Underneath those screens sits hardware that firmly places the Duo in flagship territory. Asus is pairing the design with Intel’s upcoming “next-generation” Core Ultra processors, widely expected to be part of the Panther Lake family, alongside options for an Nvidia GeForce RTX 5090 discrete GPU. Configuration options reportedly go as high as 64GB of RAM and 2TB of PCIe Gen5 SSD storage, complete with easy-access swap support. Combined, these specifications position the Zephyrus Duo as one of the most powerful laptops Asus has ever built, blurring the line between high-end gaming systems and professional mobile workstations.
Despite the ROG branding, Asus appears to be targeting more than just gamers. Dual screens offer limited advantages during gameplay, beyond secondary uses such as chat windows, streaming controls, or reference material. Instead, Asus is clearly pitching the Duo as a productivity and creative machine. Thanks to a built-in kickstand, a detachable wireless keyboard and touchpad, and multiple orientation modes, the laptop can be used in traditional laptop form, as a dual-display workstation with both screens visible, laid flat for stylus input, or arranged side by side for multitasking-heavy workflows like video editing, design, or software development.
Some of the more experimental usage modes, such as folding the device into a Yoga-style configuration with one screen facing another user, feel more theoretical than practical. Windows 11’s limitation of focusing input on a single active window makes true dual-user interaction difficult, especially for gaming scenarios. While mirrored displays and controller-based co-op setups may work in niche cases, this configuration is unlikely to be a major draw for most players.

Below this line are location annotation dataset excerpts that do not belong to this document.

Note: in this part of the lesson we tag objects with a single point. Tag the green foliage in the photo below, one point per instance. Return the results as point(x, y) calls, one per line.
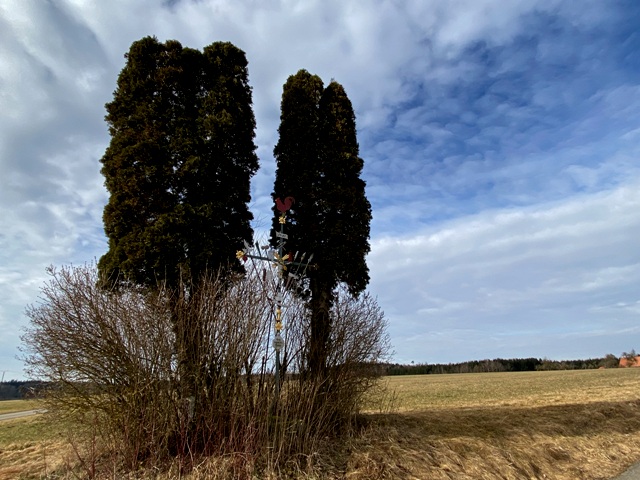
point(318, 164)
point(179, 163)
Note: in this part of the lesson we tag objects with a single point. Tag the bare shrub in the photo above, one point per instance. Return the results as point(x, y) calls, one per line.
point(114, 359)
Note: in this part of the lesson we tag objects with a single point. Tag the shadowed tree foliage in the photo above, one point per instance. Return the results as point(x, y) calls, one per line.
point(178, 172)
point(318, 164)
point(179, 164)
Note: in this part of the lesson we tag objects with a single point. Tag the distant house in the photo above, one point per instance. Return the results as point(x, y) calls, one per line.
point(630, 362)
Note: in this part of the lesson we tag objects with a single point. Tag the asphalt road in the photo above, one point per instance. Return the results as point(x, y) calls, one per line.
point(25, 413)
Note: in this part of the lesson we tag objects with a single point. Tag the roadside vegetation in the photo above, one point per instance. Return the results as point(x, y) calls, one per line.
point(562, 425)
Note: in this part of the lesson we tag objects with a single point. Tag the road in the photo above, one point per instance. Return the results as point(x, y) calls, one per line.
point(25, 413)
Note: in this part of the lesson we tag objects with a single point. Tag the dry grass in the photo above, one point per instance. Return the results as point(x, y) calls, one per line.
point(538, 425)
point(535, 425)
point(32, 447)
point(10, 406)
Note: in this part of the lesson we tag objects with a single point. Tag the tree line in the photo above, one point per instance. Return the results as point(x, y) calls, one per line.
point(501, 365)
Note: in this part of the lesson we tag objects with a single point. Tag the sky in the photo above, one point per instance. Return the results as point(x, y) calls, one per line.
point(501, 143)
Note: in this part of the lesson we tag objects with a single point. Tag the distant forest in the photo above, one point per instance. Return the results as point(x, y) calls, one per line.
point(501, 365)
point(15, 389)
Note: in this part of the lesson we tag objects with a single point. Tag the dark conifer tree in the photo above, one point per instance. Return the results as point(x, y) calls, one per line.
point(179, 164)
point(318, 163)
point(178, 172)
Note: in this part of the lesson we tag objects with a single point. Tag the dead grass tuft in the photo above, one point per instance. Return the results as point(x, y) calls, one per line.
point(579, 426)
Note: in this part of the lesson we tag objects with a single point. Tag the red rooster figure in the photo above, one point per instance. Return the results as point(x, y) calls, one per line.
point(284, 206)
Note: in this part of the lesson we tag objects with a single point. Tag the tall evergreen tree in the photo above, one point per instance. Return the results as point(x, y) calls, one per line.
point(179, 164)
point(178, 172)
point(318, 163)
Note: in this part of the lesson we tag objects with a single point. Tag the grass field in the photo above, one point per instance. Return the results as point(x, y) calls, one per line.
point(566, 425)
point(10, 406)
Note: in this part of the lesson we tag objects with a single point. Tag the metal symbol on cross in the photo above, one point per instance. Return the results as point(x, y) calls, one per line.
point(291, 270)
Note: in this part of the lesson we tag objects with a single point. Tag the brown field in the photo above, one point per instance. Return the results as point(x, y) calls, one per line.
point(567, 425)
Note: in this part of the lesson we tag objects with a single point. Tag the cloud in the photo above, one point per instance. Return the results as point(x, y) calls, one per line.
point(513, 273)
point(486, 127)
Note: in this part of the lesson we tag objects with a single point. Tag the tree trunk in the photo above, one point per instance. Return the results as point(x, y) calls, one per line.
point(318, 348)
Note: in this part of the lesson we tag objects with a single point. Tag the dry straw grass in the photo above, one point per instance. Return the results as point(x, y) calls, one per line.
point(539, 425)
point(535, 425)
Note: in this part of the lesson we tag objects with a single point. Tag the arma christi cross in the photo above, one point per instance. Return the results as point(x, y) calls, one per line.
point(291, 270)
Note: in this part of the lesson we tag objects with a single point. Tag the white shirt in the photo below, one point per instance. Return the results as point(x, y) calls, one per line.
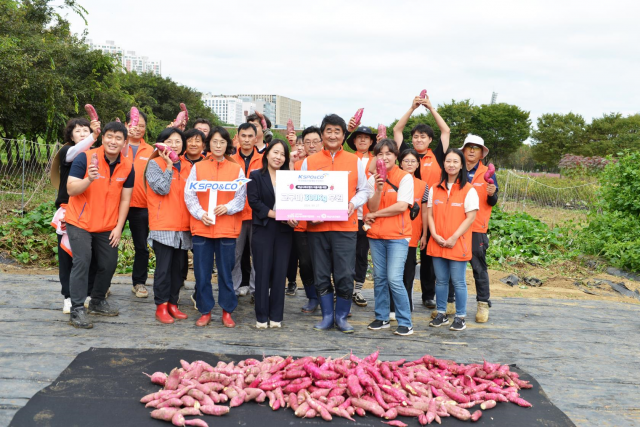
point(405, 189)
point(471, 202)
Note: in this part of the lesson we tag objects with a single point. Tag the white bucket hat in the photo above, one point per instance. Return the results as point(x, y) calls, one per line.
point(475, 140)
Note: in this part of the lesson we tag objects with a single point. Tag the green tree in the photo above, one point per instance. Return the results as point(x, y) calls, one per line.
point(503, 127)
point(557, 135)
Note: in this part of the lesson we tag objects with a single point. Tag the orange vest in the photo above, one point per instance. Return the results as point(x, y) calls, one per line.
point(481, 224)
point(139, 196)
point(96, 209)
point(430, 171)
point(169, 212)
point(302, 225)
point(448, 214)
point(229, 226)
point(342, 161)
point(419, 186)
point(393, 227)
point(254, 164)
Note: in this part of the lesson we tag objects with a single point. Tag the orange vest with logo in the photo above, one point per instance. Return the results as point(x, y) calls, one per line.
point(419, 187)
point(169, 212)
point(254, 164)
point(96, 209)
point(229, 226)
point(342, 161)
point(430, 171)
point(481, 224)
point(393, 227)
point(139, 196)
point(448, 214)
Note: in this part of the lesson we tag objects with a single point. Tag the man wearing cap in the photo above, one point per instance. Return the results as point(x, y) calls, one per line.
point(430, 171)
point(361, 141)
point(474, 151)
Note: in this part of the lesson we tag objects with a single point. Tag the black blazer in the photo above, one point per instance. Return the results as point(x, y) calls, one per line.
point(262, 197)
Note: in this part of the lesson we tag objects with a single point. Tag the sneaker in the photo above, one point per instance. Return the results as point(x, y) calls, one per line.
point(140, 291)
point(403, 330)
point(78, 319)
point(66, 306)
point(440, 320)
point(292, 287)
point(378, 324)
point(359, 299)
point(102, 308)
point(458, 324)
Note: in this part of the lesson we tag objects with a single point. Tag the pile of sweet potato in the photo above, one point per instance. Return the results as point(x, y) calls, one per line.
point(428, 388)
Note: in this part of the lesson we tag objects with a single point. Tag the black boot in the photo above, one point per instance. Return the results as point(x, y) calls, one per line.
point(101, 308)
point(78, 318)
point(343, 307)
point(326, 305)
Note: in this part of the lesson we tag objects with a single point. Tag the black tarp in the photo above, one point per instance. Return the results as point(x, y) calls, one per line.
point(102, 387)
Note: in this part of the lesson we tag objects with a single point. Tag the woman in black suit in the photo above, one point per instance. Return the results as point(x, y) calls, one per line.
point(271, 241)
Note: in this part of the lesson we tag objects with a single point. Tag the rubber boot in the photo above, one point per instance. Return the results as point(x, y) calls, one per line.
point(343, 306)
point(175, 312)
point(312, 305)
point(326, 305)
point(482, 315)
point(162, 315)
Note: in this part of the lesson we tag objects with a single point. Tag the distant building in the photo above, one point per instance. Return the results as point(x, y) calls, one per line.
point(228, 109)
point(128, 58)
point(278, 108)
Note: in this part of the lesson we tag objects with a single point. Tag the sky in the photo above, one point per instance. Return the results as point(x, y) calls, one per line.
point(337, 56)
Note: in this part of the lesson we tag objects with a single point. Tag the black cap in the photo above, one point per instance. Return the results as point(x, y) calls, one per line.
point(361, 130)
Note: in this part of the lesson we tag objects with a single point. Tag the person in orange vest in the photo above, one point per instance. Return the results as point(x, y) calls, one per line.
point(312, 140)
point(139, 153)
point(389, 232)
point(409, 162)
point(361, 141)
point(98, 205)
point(271, 239)
point(249, 160)
point(219, 238)
point(169, 222)
point(451, 210)
point(430, 169)
point(333, 243)
point(474, 152)
point(79, 136)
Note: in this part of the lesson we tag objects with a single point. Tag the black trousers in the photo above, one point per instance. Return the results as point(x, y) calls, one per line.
point(333, 252)
point(362, 253)
point(292, 269)
point(167, 280)
point(87, 246)
point(408, 277)
point(139, 225)
point(427, 274)
point(271, 247)
point(301, 244)
point(479, 246)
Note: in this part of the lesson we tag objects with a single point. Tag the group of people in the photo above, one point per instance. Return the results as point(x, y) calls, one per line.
point(436, 202)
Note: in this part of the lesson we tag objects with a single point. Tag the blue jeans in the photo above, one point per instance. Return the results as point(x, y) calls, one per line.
point(456, 270)
point(225, 252)
point(388, 258)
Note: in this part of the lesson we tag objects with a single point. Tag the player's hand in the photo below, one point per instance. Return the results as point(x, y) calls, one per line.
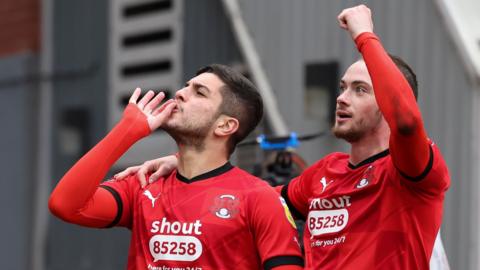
point(356, 20)
point(149, 104)
point(157, 167)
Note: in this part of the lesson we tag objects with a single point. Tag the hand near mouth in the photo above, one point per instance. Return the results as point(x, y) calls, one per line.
point(150, 106)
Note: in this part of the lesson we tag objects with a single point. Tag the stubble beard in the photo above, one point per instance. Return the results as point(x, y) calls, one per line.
point(189, 134)
point(351, 135)
point(357, 130)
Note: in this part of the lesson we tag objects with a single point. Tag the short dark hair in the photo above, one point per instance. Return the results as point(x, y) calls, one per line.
point(407, 72)
point(240, 99)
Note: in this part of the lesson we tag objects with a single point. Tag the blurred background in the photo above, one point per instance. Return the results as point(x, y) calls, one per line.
point(67, 69)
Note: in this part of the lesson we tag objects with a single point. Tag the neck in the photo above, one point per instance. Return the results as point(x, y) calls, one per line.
point(193, 162)
point(369, 145)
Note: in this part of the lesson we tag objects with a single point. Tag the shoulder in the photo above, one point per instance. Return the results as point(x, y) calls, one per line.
point(333, 159)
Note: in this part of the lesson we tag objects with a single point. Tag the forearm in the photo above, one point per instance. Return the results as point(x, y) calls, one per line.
point(395, 98)
point(75, 191)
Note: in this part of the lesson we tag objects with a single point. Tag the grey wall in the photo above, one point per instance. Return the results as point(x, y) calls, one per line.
point(207, 37)
point(18, 91)
point(80, 37)
point(289, 34)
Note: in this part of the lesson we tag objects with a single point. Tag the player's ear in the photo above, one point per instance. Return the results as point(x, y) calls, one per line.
point(226, 125)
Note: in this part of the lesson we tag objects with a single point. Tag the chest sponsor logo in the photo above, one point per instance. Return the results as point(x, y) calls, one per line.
point(328, 215)
point(325, 183)
point(225, 206)
point(287, 213)
point(175, 241)
point(327, 221)
point(149, 195)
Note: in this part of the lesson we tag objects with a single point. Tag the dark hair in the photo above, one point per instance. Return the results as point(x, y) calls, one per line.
point(407, 72)
point(240, 99)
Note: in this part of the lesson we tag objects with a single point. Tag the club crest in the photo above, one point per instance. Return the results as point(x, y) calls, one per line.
point(225, 206)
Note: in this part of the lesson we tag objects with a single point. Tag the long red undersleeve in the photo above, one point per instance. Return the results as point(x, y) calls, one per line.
point(288, 267)
point(409, 145)
point(77, 198)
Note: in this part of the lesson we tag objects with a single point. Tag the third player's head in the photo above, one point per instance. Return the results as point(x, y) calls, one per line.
point(217, 104)
point(357, 114)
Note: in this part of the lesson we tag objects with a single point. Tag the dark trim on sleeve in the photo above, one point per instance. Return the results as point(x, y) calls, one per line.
point(118, 199)
point(369, 159)
point(296, 214)
point(215, 172)
point(283, 260)
point(424, 173)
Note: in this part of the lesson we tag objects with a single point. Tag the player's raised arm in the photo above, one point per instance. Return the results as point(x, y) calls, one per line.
point(77, 198)
point(409, 145)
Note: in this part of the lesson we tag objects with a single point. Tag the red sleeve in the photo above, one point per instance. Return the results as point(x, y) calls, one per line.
point(77, 198)
point(409, 145)
point(274, 229)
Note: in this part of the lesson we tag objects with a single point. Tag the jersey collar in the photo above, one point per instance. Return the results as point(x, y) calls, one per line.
point(215, 172)
point(369, 160)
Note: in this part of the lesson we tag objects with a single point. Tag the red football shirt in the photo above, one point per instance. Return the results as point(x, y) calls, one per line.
point(224, 219)
point(368, 216)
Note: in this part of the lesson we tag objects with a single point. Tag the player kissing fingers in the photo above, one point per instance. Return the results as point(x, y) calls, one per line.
point(149, 104)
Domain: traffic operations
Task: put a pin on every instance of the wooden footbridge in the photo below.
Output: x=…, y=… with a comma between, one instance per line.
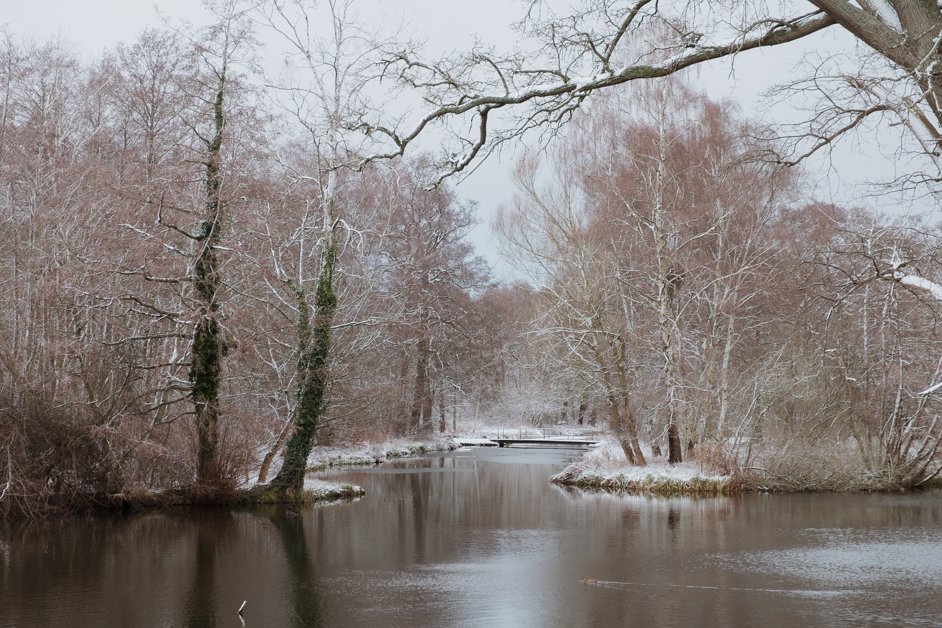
x=548, y=441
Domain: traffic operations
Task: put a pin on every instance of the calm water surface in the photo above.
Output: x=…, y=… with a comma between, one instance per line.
x=480, y=538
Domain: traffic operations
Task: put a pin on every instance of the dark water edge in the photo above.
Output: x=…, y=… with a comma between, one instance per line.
x=481, y=538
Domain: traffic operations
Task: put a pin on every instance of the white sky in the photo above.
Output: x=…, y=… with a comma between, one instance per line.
x=94, y=25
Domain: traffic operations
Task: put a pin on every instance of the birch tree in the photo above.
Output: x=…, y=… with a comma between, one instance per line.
x=485, y=99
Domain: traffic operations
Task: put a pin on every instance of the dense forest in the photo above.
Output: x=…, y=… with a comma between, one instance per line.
x=204, y=277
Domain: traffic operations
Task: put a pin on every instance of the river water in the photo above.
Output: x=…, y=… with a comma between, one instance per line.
x=480, y=538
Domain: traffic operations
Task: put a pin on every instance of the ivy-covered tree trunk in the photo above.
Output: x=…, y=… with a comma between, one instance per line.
x=422, y=395
x=313, y=358
x=209, y=345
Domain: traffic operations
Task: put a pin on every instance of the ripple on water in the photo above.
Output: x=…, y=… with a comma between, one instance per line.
x=846, y=558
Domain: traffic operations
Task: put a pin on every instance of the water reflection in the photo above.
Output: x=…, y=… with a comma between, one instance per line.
x=481, y=538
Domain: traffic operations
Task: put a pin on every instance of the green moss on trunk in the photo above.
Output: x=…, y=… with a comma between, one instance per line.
x=313, y=362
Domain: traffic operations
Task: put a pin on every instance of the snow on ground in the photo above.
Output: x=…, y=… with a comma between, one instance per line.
x=323, y=491
x=606, y=467
x=375, y=453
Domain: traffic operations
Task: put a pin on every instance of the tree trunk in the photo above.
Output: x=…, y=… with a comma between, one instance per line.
x=209, y=346
x=422, y=395
x=314, y=354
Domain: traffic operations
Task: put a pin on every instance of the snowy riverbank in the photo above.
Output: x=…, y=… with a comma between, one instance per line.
x=605, y=468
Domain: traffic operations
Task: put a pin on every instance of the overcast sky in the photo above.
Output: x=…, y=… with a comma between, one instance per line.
x=94, y=25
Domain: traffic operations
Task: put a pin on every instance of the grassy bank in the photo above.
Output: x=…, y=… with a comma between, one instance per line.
x=373, y=454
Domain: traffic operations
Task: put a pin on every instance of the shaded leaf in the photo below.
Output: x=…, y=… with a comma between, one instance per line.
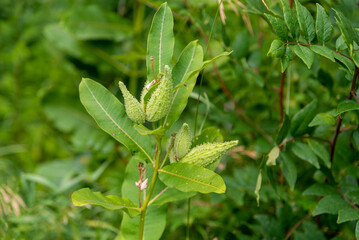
x=191, y=178
x=323, y=26
x=302, y=151
x=322, y=119
x=279, y=27
x=85, y=196
x=306, y=21
x=160, y=131
x=291, y=20
x=301, y=119
x=323, y=51
x=347, y=214
x=109, y=113
x=347, y=105
x=276, y=49
x=320, y=150
x=330, y=204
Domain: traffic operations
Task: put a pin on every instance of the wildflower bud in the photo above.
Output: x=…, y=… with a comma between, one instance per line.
x=133, y=108
x=183, y=142
x=160, y=102
x=207, y=153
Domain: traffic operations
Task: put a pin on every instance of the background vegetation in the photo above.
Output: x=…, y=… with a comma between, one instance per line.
x=50, y=146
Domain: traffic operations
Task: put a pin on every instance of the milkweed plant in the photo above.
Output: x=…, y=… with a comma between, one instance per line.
x=160, y=170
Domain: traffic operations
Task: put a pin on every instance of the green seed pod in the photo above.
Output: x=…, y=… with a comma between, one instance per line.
x=133, y=108
x=160, y=102
x=183, y=142
x=207, y=153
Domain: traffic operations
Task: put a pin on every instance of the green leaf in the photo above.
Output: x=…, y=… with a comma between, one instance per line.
x=322, y=119
x=330, y=204
x=320, y=150
x=160, y=131
x=301, y=119
x=283, y=130
x=110, y=115
x=258, y=186
x=272, y=156
x=210, y=134
x=289, y=169
x=305, y=54
x=276, y=49
x=85, y=196
x=349, y=34
x=195, y=72
x=347, y=214
x=346, y=61
x=347, y=105
x=191, y=178
x=323, y=51
x=302, y=151
x=279, y=27
x=290, y=19
x=155, y=215
x=306, y=22
x=321, y=189
x=323, y=26
x=160, y=41
x=190, y=59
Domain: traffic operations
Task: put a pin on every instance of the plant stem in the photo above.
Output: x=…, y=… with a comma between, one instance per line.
x=337, y=131
x=150, y=190
x=281, y=94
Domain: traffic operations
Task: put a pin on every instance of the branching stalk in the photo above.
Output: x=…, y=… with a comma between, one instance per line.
x=150, y=190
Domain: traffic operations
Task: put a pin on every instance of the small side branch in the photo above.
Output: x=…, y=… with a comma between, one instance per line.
x=337, y=131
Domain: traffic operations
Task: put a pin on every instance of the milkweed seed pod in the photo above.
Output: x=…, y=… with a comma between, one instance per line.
x=160, y=102
x=207, y=153
x=183, y=142
x=133, y=108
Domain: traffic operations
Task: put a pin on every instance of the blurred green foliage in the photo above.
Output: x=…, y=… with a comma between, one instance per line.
x=50, y=146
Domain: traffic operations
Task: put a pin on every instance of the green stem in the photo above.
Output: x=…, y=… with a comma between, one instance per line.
x=150, y=190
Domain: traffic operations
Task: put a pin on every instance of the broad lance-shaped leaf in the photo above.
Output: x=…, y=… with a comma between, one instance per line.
x=160, y=41
x=291, y=20
x=306, y=22
x=190, y=59
x=323, y=26
x=85, y=196
x=323, y=51
x=305, y=54
x=204, y=65
x=349, y=34
x=191, y=178
x=279, y=27
x=110, y=115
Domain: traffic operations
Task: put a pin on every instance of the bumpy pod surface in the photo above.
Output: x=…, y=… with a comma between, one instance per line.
x=160, y=102
x=205, y=154
x=133, y=108
x=183, y=142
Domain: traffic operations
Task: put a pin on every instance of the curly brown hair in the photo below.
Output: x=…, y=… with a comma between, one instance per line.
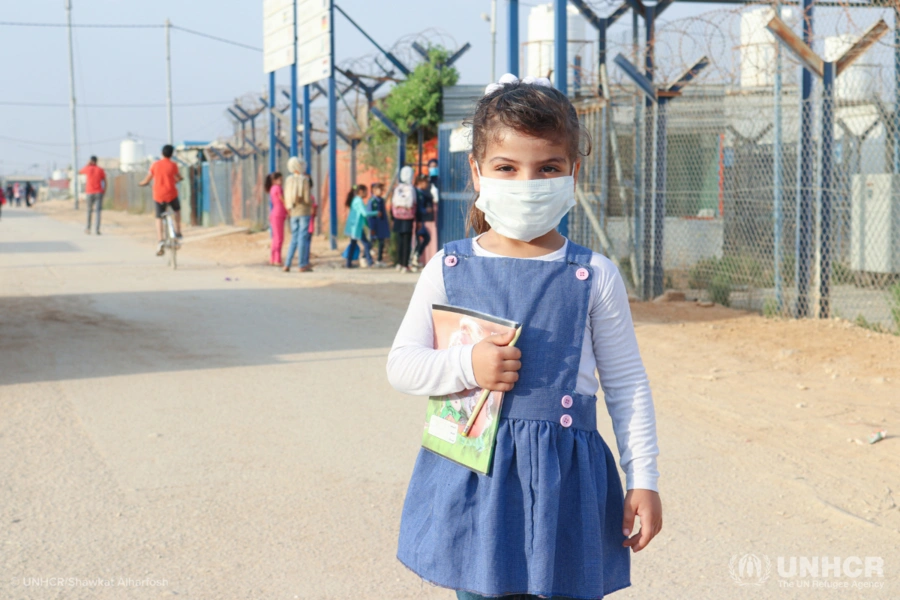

What may surprise many is that the Zephyrus Duo isn’t as bulky as its dual-screen design suggests. Asus claims the laptop measures just 0.77 inches (19.6mm) thick and weighs 6.28 pounds (2.8kg). While far from ultraportable, those dimensions are comparable to many mid-range gaming laptops. This footprint also accommodates a 90Wh fast-charging battery, which Asus rates for up to 12 hours of video playback—though real-world endurance under heavy, dual-screen workloads is expected to be far more modest.